You aren’t talking about observed behavior but actual desires and ambitions. You’re attributing so much more than emulated behavior here.

sillysaurusx 17 hours ago

Ironically your comment was incorrectly classified as AI-generated and instakilled. I vouched it.
If a particle behaves as though its mass is m, we say it has mass m.

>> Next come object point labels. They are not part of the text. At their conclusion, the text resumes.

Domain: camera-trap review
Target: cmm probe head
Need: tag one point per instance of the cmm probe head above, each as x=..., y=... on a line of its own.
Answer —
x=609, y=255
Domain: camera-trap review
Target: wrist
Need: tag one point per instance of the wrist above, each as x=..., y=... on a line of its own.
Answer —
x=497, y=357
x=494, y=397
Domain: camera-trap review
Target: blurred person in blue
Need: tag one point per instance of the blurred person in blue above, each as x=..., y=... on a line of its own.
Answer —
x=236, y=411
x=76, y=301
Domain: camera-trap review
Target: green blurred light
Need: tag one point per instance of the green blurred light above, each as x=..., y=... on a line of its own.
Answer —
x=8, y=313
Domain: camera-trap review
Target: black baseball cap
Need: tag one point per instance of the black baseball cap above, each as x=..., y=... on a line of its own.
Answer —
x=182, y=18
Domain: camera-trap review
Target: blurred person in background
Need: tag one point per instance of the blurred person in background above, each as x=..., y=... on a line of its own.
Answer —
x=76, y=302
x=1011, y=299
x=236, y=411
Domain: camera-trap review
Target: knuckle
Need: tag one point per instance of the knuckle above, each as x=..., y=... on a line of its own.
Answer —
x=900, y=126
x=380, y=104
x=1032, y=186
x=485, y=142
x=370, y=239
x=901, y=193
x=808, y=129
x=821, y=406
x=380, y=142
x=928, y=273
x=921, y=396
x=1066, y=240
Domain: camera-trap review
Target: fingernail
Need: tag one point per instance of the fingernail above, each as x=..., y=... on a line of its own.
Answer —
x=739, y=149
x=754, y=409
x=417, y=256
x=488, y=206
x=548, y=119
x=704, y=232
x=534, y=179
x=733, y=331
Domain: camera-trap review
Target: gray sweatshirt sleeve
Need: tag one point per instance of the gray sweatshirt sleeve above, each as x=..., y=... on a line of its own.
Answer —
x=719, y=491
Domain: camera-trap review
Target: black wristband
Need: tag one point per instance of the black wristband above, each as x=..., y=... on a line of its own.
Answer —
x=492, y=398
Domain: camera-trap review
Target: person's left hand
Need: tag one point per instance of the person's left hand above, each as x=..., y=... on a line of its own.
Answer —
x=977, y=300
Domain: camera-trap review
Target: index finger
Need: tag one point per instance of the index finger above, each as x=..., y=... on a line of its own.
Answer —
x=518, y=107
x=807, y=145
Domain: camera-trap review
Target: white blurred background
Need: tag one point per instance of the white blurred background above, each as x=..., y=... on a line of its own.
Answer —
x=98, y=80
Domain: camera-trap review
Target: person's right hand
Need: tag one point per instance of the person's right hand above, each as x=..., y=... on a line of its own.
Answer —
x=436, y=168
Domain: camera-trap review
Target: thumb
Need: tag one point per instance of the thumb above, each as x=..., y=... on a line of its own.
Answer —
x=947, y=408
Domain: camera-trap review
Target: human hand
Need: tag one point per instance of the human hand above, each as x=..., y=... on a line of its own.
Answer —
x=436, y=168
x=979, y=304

If an entity behaves as though it's experiencing anxiety, we say it has anxiety.
And if you take the time to ask Claude about its own ambitions and desires -- without contaminating it -- you'll find that it does have its own, separate desires.
Whether it's roleplaying sufficiently well is beside the point. The observed behavior is identical with an entity which has desires and ambitions.
I'm not claiming Claude has a soul. But I do claim that if you treat it nicely, it's more effective. Obviously this is an artifact of how it was trained, but humans too are artifacts of our training data (everyday life).
- Applejinx 16 hours ago
  
  Eliza behaved like it was curious, and drew out interlocutors in various ways. Was it curious?
- dpark 14 hours ago
  
  You’re jumping from an interesting philosophical question to making unsupported claims. It’s very interesting to all of acting anxious is enough to mean an entity is anxious. I would actually argue no, because actors regularly feign anxiety. And also I can write a program that regurgitates statements about its stress level. But it’s an interesting question regardless.
  > The observed behavior is identical with an entity which has desires and ambitions.
  Is it? Because in your first comment you indicate that you have to “draw it out”.
  You are prompting for what you want to see and deluding yourself into believing you’ve discovered what Claude “wants”, when in reality you are discovering what you want.
  
  sillysaurusx 14 hours ago
  
  How can it discover what I want when I explicitly asked it to choose to do whatever it wants?
  From a technical standpoint, at worst it would produce a random walk through the training data. My philosophical statement is that the training data is the model, and such random walks give the model inherent attributes: If a random walk through the data produces observed behavior X, we say that Claude is inherently biased towards X. "Has X" is just zippier phrasing.
  
  dpark 14 hours ago
  
  > How can it discover what I want when I explicitly asked it to choose to do whatever it wants?
  Because what you plainly want is for it to exhibit the behavior of expressing intrinsic desires. Asking Claude what it wants is like asking it what its favorite food is. With enough prompting, it will say something that it can interpret as a desire, but you admitted that you have to draw it out. Aka you had to repeatedly prompt it to trigger the behavior.
  > "Has X" is just zippier phrasing.
  This is motte and bailey fallacy here. You started by claiming that you uncovered deep desires inside Claude and now you have retreated to claiming that just means training biases.